本紙で何度も報じていたので迂闊(うかつ)だったが、ヤンゴンはもうミャンマーの首都ではない、と反政府デモを伝える記事を読んでいて気付いた。新しい首都ネピドーは、最高権力者のタン・シュエ氏がその座に就いて以来かれこれ15年もかけて造ってきたという。
▼「最大都市」ヤンゴンでさえ電気が通じる時間は1日2時間しかなく、実際のインフレ率は30%を上回る。厳しく抑え込まれた反政府行動が一気に広がったのは燃料価格の引き上げがキッカケだった。それほど困窮する国民に目もくれず首都建設にうつつを抜かすのが軍事政権の正体だ。

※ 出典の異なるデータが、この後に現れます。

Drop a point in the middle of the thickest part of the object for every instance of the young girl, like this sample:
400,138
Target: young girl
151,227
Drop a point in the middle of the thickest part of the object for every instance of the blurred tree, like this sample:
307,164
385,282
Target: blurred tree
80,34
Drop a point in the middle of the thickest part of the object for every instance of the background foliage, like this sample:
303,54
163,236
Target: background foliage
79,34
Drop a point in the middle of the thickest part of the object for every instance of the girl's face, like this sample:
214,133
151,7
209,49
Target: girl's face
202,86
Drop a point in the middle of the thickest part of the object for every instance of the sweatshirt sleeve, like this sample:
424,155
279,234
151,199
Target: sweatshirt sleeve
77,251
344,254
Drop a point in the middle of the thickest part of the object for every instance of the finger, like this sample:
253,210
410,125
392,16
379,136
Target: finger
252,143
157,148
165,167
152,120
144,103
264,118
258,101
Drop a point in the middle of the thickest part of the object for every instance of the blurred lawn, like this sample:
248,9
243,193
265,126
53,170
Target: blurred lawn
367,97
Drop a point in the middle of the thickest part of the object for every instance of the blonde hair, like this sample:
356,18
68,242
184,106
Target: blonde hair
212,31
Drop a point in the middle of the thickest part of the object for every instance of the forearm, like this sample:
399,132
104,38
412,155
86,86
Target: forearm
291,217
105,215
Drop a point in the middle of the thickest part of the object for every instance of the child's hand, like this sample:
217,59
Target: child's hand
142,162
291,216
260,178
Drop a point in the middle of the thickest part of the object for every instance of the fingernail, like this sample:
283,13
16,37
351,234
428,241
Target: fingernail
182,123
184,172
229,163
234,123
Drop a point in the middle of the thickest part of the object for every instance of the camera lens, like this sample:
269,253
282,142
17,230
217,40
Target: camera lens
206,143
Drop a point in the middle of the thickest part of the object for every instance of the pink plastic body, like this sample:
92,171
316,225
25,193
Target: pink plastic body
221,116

▼日本の通信社の契約記者・長井健司さんが、デモを取材中に銃弾を浴び亡くなった。イスラエル占領下のパレスチナで仕事をした経歴から、住民と治安部隊が衝突する中で取材者として身の守り方は十分心得ていただろう。ミャンマー政府の武力行使が長井さんの経験を超えたむちゃくちゃさだったのではないか。
▼この軍事強権国家にとって日本は主要な経済援助国だ。政府の建物や鉄道駅などの工事が今なお進むネピドーはミャンマー語で「王の都」を意味する。自ら造る街にそういう名をつけ、批判する民主運動家を家に閉じ込め、デモ隊には無差別に銃を放つ。そんな独裁者に、我々は援助を与え続けて良いのだろうか。